---
title: sampling_tool
sidebarTitle: sampling_tool
---
# `fastmcp.server.sampling.sampling_tool`
SamplingTool for use during LLM sampling requests.
## Classes
### `SamplingTool`
A tool that can be used during LLM sampling.
SamplingTools bundle a tool's schema (name, description, parameters) with
an executor function, enabling servers to execute agentic workflows where
the LLM can request tool calls during sampling.

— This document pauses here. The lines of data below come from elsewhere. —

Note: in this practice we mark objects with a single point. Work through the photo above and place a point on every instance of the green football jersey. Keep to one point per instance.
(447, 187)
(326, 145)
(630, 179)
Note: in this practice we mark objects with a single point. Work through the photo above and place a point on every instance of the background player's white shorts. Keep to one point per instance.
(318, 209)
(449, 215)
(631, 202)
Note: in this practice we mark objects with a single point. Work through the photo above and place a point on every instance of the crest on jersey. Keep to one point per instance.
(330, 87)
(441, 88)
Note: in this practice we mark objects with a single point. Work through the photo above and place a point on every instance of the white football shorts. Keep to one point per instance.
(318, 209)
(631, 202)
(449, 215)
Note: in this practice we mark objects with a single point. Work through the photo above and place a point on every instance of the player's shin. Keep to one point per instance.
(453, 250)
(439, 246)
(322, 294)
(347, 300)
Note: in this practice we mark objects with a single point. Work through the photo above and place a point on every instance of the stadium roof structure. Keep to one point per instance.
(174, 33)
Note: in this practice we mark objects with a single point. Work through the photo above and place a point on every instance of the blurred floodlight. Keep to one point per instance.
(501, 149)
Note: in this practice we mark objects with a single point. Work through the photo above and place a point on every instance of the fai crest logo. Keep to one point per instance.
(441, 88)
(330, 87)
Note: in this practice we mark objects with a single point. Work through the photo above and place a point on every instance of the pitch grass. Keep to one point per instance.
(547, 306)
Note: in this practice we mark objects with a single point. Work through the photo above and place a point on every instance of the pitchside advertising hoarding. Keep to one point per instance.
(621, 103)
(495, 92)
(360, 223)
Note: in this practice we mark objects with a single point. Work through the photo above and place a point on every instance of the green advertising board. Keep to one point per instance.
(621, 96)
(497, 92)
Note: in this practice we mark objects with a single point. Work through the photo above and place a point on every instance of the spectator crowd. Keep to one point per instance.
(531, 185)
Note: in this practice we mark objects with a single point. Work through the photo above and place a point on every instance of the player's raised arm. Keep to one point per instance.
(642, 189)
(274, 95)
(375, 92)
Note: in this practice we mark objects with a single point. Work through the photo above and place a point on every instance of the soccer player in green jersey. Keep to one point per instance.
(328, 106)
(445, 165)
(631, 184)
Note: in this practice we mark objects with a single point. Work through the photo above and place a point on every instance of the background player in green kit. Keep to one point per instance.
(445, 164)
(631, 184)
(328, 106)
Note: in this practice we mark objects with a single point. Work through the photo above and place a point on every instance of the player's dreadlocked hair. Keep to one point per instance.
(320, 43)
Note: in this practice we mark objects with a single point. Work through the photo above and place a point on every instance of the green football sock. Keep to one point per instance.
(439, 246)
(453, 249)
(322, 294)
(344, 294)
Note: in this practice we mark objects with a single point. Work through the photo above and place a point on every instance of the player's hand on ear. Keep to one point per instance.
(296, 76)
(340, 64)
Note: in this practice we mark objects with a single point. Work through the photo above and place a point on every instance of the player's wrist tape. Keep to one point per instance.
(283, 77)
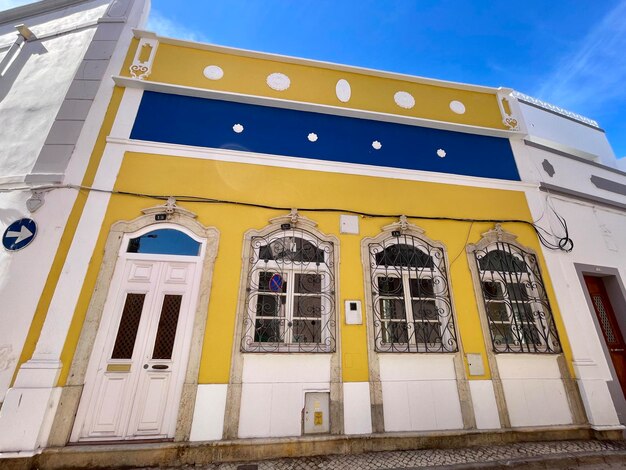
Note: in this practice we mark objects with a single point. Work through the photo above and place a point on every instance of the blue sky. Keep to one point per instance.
(569, 53)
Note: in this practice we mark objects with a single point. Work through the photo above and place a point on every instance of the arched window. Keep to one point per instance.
(290, 295)
(411, 305)
(516, 306)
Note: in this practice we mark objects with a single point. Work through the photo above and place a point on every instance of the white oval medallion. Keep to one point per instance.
(213, 72)
(343, 91)
(457, 107)
(278, 81)
(404, 99)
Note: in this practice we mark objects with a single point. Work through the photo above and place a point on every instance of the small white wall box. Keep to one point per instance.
(475, 364)
(316, 412)
(349, 224)
(353, 312)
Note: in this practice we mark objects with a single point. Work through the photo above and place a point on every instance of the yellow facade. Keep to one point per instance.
(162, 175)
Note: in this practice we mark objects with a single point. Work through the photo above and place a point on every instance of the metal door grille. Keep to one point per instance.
(168, 322)
(127, 331)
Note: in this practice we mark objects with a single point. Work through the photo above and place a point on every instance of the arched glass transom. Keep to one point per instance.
(410, 296)
(517, 308)
(164, 241)
(290, 295)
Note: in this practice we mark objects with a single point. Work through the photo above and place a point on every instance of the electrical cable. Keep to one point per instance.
(564, 243)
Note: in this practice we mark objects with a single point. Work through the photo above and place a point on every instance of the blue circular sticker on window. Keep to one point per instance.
(276, 283)
(19, 234)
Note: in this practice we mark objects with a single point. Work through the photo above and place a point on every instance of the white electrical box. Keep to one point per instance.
(353, 312)
(349, 224)
(475, 364)
(316, 412)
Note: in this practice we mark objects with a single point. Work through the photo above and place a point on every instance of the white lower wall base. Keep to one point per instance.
(598, 403)
(26, 418)
(208, 414)
(357, 411)
(533, 390)
(484, 403)
(420, 392)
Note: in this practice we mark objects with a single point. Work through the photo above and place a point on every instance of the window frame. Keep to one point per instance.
(294, 226)
(544, 338)
(398, 234)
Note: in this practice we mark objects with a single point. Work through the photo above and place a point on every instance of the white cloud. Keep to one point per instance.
(593, 74)
(163, 26)
(8, 4)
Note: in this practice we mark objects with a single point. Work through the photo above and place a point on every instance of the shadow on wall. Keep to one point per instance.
(13, 63)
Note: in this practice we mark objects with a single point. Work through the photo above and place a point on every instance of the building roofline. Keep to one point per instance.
(320, 64)
(37, 8)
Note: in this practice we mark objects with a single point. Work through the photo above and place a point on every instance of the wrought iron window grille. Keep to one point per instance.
(412, 310)
(290, 294)
(517, 309)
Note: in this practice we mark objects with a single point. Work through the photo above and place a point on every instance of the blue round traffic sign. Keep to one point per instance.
(19, 234)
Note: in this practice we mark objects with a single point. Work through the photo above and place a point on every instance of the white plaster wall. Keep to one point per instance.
(533, 390)
(357, 411)
(208, 414)
(484, 403)
(419, 392)
(273, 388)
(567, 133)
(34, 86)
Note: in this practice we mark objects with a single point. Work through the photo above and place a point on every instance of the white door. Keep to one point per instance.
(136, 372)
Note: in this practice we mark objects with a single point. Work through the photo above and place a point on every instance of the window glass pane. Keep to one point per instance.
(166, 332)
(499, 260)
(427, 332)
(272, 282)
(308, 283)
(268, 331)
(394, 332)
(422, 287)
(270, 305)
(127, 331)
(493, 290)
(404, 255)
(291, 249)
(308, 306)
(164, 241)
(392, 309)
(425, 310)
(390, 286)
(307, 331)
(496, 311)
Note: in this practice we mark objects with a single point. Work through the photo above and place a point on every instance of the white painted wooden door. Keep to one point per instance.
(135, 376)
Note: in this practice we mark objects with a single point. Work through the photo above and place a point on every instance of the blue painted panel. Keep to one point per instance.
(209, 123)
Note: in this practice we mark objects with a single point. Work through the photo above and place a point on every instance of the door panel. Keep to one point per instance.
(134, 378)
(610, 327)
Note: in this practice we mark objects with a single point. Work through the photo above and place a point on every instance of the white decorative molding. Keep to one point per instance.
(5, 356)
(278, 81)
(213, 72)
(343, 90)
(457, 107)
(144, 58)
(404, 99)
(555, 109)
(509, 117)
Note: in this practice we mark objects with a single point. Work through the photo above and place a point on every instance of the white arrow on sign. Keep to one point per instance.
(22, 235)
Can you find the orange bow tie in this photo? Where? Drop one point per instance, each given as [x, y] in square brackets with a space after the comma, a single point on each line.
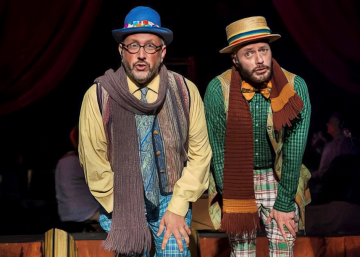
[249, 91]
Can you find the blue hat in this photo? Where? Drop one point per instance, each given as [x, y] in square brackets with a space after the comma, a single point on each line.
[143, 20]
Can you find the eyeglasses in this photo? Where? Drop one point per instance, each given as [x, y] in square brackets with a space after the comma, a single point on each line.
[134, 48]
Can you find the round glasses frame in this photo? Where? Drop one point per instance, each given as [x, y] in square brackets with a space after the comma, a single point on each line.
[126, 47]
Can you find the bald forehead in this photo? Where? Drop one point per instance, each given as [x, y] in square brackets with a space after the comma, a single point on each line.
[143, 38]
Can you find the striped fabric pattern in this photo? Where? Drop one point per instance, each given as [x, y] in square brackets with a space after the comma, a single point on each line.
[248, 35]
[174, 123]
[294, 145]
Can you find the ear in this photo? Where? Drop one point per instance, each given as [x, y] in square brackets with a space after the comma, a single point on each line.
[163, 53]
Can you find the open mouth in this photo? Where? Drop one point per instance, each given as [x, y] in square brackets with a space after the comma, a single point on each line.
[261, 70]
[141, 66]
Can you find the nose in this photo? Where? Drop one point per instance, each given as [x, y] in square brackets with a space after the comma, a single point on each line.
[259, 58]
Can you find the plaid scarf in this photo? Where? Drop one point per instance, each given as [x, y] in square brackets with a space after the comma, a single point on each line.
[129, 232]
[240, 215]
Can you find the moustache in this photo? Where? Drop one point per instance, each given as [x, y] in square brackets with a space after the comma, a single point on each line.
[141, 62]
[260, 68]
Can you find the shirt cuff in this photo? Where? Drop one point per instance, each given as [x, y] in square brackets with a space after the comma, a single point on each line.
[283, 202]
[178, 206]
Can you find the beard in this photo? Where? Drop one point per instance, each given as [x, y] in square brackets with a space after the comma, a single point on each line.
[253, 79]
[141, 77]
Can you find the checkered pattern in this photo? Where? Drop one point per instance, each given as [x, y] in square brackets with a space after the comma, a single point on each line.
[294, 144]
[265, 186]
[294, 147]
[171, 249]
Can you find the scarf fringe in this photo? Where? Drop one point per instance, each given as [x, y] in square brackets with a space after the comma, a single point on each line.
[239, 224]
[125, 242]
[288, 113]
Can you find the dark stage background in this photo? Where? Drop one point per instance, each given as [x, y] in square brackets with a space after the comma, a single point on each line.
[36, 136]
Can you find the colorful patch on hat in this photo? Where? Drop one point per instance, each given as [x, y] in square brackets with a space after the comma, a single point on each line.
[143, 23]
[247, 35]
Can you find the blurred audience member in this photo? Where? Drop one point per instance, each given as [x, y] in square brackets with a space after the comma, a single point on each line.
[314, 150]
[75, 202]
[342, 144]
[335, 186]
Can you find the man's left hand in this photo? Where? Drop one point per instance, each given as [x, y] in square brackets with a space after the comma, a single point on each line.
[175, 224]
[284, 218]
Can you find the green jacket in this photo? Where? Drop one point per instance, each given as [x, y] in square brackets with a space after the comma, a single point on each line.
[217, 136]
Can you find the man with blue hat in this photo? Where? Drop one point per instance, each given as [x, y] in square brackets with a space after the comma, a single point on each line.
[144, 144]
[258, 118]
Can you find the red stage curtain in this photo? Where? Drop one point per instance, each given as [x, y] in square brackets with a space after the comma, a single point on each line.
[328, 33]
[40, 41]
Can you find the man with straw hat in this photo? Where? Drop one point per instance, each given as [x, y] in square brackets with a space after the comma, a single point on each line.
[144, 144]
[258, 118]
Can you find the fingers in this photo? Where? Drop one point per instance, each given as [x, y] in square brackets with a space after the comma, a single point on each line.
[166, 238]
[185, 236]
[178, 240]
[290, 227]
[282, 230]
[188, 231]
[271, 216]
[161, 227]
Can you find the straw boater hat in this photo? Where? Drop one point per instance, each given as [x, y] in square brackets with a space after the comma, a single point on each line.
[247, 30]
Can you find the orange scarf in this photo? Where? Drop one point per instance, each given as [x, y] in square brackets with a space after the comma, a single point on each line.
[240, 215]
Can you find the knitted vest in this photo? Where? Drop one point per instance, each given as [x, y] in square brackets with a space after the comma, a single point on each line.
[175, 148]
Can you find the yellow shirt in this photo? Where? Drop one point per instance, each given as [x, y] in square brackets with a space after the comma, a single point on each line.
[93, 150]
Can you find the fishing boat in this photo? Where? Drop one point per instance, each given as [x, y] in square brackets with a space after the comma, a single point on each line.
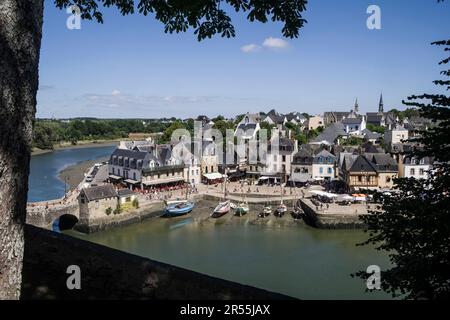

In most cases, pass functions directly to ctx.sample():
def search(query: str) -> str:
'''Search the web.'''
return web_search(query)
result = await context.sample(
messages="Find info about Python",
tools=[search], # Plain functions work directly
)
Create a SamplingTool explicitly when you need custom name/description:
tool = SamplingTool.from_function(search, name="web_search")
**Methods:**
#### `run`
```python
run(self, arguments: dict[str, Any] | None = None) -> Any
```
Execute the tool with the given arguments.
**Args:**
- `arguments`: Dictionary of arguments to pass to the tool function.
**Returns:**
- The result of executing the tool function.
#### `from_function`
```python
from_function(cls, fn: Callable[..., Any]) -> SamplingTool
```
Create a SamplingTool from a function.
The function's signature is analyzed to generate a JSON schema for
the tool's parameters. Type hints are used to determine parameter types.
**Args:**
- `fn`: The function to create a tool from.
- `name`: Optional name override. Defaults to the function's name.
- `description`: Optional description override. Defaults to the function's docstring.
**Returns:**
- A SamplingTool wrapping the function.
**Raises:**
- `ValueError`: If the function is a lambda without a name override.